Scooterman is right...I messed up what I was trying to say. What I was trying to get at is that if you have the old two prong outlets, and want to trade them out for the three prong type the only legal way to do it (without adding a ground wire to the whole system)is put a GFCI type receptacle at the beginning of the circuit then wiring the new three prong outlets so that the are using the GFCI. Then you have to label them as being nongrounded GFCI circuit outlets. This is based on WA State practice and experience of course, but since they follow the NEC and NESC like the rest of the country, I would think it would be the same all over. The reason for labeling the new three prong outlets as being an ungrounded GFCI circuit is so that you know that things like surge supressors won't work if plugged in to them.
The thing about the ground "wire" is that the GFCI will still open without the ground wire attached to the receptacle. You only need a path to ground....when you are getting a shock it is because you are the path to ground. If you become the path to ground(which, again, is how you get shocked) The GFCI will still sense the .005 amp or higher difference in potential it is measuring between hot and neutral and effectivly open it in 1/40th of a second. You may still feel a quick shock, but the idea is that you won't die or be seriously injured. GFCI's are not intended for equipment protection, that is what fuses and circuit breakers are for, they are to protect "us".

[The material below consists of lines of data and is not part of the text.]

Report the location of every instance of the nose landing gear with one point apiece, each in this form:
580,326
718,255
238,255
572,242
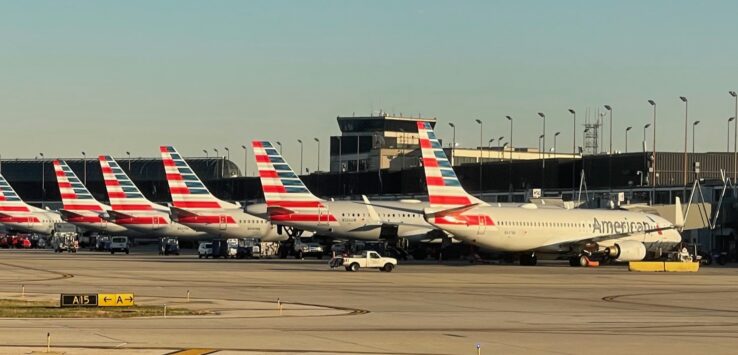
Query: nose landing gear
528,259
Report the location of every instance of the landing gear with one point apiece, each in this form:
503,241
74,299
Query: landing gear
528,259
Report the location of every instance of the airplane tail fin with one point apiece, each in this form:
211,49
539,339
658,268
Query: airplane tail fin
679,218
444,188
74,194
9,199
186,188
123,194
281,186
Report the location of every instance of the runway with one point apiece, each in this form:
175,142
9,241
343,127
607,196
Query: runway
420,308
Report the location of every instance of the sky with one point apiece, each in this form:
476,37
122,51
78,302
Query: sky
106,77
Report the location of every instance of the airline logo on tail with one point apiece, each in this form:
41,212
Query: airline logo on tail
286,195
185,187
74,194
9,199
444,188
122,192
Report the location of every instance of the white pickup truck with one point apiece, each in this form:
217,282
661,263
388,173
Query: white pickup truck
367,259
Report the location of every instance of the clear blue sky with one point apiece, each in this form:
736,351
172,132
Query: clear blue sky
106,77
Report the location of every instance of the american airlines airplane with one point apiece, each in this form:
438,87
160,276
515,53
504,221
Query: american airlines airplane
20,216
80,208
131,209
580,234
194,206
290,203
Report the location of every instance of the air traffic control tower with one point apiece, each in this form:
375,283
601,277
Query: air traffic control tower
377,142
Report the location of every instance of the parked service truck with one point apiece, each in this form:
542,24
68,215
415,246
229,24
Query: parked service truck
367,259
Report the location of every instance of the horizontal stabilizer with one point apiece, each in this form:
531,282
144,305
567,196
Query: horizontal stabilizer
278,211
178,212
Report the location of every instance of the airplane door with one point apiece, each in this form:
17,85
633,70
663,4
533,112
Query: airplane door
323,216
482,227
223,222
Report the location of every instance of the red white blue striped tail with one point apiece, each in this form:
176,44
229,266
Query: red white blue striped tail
123,194
444,188
9,199
74,194
187,191
286,195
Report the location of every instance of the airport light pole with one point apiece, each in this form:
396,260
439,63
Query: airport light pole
610,152
43,180
402,150
573,152
645,127
735,138
84,167
301,150
694,125
481,138
245,160
686,125
542,137
509,170
727,147
543,149
217,157
653,155
318,141
453,146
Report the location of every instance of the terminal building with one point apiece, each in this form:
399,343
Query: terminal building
389,142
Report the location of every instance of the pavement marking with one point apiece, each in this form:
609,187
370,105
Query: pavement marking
195,351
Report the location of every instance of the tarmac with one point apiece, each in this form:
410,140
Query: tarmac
420,308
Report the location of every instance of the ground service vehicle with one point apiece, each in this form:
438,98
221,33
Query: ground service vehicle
119,244
205,250
225,248
169,246
303,249
367,259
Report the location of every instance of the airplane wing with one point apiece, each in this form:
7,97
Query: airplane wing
66,214
111,215
604,238
449,212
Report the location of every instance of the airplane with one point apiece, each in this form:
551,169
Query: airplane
80,208
129,207
291,204
583,235
193,205
17,215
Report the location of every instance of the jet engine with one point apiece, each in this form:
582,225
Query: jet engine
627,250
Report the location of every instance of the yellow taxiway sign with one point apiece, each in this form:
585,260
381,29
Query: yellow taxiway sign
115,299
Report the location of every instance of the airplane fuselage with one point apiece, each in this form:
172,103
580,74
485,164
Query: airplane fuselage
555,230
41,222
231,224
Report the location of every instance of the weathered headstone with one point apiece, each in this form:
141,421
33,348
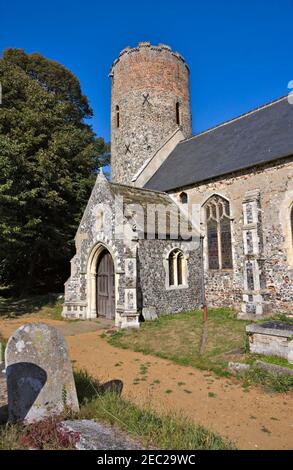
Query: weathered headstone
40,381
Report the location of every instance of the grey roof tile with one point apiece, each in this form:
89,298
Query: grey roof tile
260,136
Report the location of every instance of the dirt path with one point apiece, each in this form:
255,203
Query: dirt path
252,419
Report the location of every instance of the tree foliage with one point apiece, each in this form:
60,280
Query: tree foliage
48,160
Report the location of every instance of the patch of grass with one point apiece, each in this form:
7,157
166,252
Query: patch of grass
49,305
279,361
177,338
86,386
269,381
170,431
10,437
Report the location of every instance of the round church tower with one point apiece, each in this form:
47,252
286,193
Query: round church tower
150,100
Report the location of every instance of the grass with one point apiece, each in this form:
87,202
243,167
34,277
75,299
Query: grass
169,431
178,338
151,430
268,380
49,305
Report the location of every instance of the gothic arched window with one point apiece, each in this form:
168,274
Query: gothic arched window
218,222
183,198
176,262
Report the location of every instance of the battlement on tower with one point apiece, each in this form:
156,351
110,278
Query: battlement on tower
150,99
144,46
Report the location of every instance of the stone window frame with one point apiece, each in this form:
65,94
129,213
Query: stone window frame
179,252
203,218
183,197
178,113
286,208
291,223
117,116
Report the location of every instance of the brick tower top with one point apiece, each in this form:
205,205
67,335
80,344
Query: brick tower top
150,100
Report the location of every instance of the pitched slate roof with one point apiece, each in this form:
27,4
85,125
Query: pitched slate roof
260,136
167,210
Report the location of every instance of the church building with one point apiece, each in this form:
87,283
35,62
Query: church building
186,219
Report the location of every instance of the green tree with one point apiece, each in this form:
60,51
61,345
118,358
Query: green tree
48,161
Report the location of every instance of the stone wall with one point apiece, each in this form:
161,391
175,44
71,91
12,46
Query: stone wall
147,82
275,185
153,291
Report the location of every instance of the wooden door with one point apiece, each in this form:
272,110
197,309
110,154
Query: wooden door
106,286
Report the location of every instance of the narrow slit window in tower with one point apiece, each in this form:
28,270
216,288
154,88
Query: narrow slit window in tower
178,113
117,116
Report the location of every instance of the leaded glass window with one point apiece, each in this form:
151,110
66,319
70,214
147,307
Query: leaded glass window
219,233
176,263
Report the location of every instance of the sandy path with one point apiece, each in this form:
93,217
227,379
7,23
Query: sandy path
252,419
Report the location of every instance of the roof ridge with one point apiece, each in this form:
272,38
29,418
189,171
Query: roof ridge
241,116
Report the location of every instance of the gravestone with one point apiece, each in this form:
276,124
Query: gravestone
39,375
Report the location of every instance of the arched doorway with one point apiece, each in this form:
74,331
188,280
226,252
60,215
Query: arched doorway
105,286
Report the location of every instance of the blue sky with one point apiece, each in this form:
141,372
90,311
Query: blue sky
240,52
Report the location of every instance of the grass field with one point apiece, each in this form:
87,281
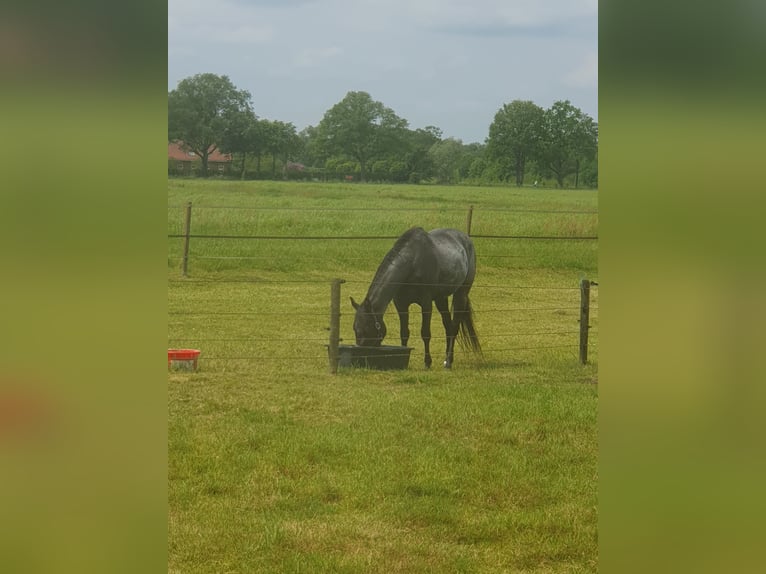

If you feel savvy enough to test this out yourself it is really easy...I just did it a second ago to verify........If you own a Vol-con or "wiggins" style electrical tester...not a multimeter, but the two prong "spring" style testers...If you don't know what I mean, don't even try this. I'm sure electrical savvy folks will know. Assuming you have a GFCI circuit in your kitchen with at least one regular outlet after the GFCI...simply test from the shorter "hot" side on the right to the ground hole....the GFCI should trip...it sensed a difference in potential caused by the tester (ordinary testers cant be used to check hot to ground voltage in GFCI circuits, they will trip them...hot to neutral it will read, but not to ground.) Now if you feel like continuing...shut off the circuit at your panel and test nuetral to hot to ensure it is off. Undo the GFCI receptacle from the wall, leaving it hooked up ofcourse, except remove the ground wire from the GFCI. Now after ensuring all is safe, turn the breaker back on. repeat the test at the outlet after the GFCI...the GFCI will still trip even though the ground is not hooked up to it. It still senses the potential difference which is measured between hot and neutral. This will not work at the GFCI itself because by removing the ground you have removed the path to ground...If you do test this at the GFCI itself, then test from "hot" on the right side to a nearby ground , like a screw holding on a nearby switch plate or outlet plate. Then it will work. Remember the purpose of the test is to simulate a ground fault....electricity leaking to ground....(through the tester....and in a real situation "you" would be the electrical tester.
Some examples would be you sticking your finger in the outlet and then touching a plumbing fixture hooked to a grounded water pipe...ground fault..
or
You drop you hair dryer in the tub full of water which has grounded fixtures....ground fault
Remember to be shocked you have to complete a path to ground from electricity. Ever wonder why birds can sit on a power wire??? they have no path to ground.
So yes "you do need a path to ground" for a GFCI to work...you just don't need a ground wire attached to the GFCI outlet itself.
Disclaimer: none of this is meant in any way to cause or suggest that people take on any electrical projects that they don't feel comfortable or experienced to try.